# 67 GTO vacuum gauge



## Eric Animal (Oct 28, 2007)

Well I finally got one....Anyone know where it belongs. On the console. Where exactly? How do I mount it? Where do the vacuum line and light wire route to ? I gotta get me a shop manual..... Thanks, Eric A


----------



## Rukee (Feb 8, 2007)

I`ve been eyeing those up on e-bay, I`ve also seen housings for top of the console, but never seen one that was factory installed.


----------



## ppurfield001 (Jan 21, 2008)

Eric Animal said:


> Well I finally got one....Anyone know where it belongs. On the console. Where exactly? How do I mount it? Where do the vacuum line and light wire route to ? I gotta get me a shop manual..... Thanks, Eric A


Seen vacuum gauges mounted on the console under the dashboard above. Exactly where to mount, I don't know.


----------



## 05GTO (Oct 6, 2004)

The vacuum line can go to manifold vacuum or "T" into your vacuum advance or transmission modulator,

The power wire can tap into one of the gray wires behind the dash cluster or the gray wire going to the top of the radio or the back of the heater control.
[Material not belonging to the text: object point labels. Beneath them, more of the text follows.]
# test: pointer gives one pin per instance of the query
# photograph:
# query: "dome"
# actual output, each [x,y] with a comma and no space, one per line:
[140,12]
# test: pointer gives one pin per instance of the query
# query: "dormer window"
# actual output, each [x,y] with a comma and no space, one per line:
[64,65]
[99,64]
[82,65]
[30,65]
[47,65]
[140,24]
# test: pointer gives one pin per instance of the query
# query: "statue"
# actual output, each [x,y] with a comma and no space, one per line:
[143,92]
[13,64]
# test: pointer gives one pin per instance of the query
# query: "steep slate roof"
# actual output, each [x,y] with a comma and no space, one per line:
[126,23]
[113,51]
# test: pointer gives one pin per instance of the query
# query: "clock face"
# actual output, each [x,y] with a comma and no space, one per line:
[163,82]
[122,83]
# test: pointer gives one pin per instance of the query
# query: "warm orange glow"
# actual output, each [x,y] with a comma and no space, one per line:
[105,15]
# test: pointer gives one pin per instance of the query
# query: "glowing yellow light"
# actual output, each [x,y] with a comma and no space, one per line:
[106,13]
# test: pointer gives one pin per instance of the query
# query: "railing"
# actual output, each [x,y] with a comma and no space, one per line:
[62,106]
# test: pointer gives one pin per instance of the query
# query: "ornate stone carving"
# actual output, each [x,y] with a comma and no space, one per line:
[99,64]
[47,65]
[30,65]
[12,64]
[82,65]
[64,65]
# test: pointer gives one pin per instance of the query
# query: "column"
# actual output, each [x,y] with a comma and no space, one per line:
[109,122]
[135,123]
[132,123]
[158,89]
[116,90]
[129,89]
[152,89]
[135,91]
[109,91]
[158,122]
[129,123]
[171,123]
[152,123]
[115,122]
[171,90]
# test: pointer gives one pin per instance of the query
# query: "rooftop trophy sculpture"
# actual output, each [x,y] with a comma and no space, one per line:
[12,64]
I've seen them mounted under the dash and on the console,


----------



## geeteeohguy (Feb 2, 2008)

Eric------I've only seen them on '66 and earlier cars. They were all mounted to the console, way up front, not for from the dash/carpet area. They BOLTED on!!! HOLEs in the console!!!! : )
Jeff


----------



## Eric Animal (Oct 28, 2007)

Thanks everyone. Now I am really confused!! maybe I will just use it as a paper wieght.......:cheers Eric


----------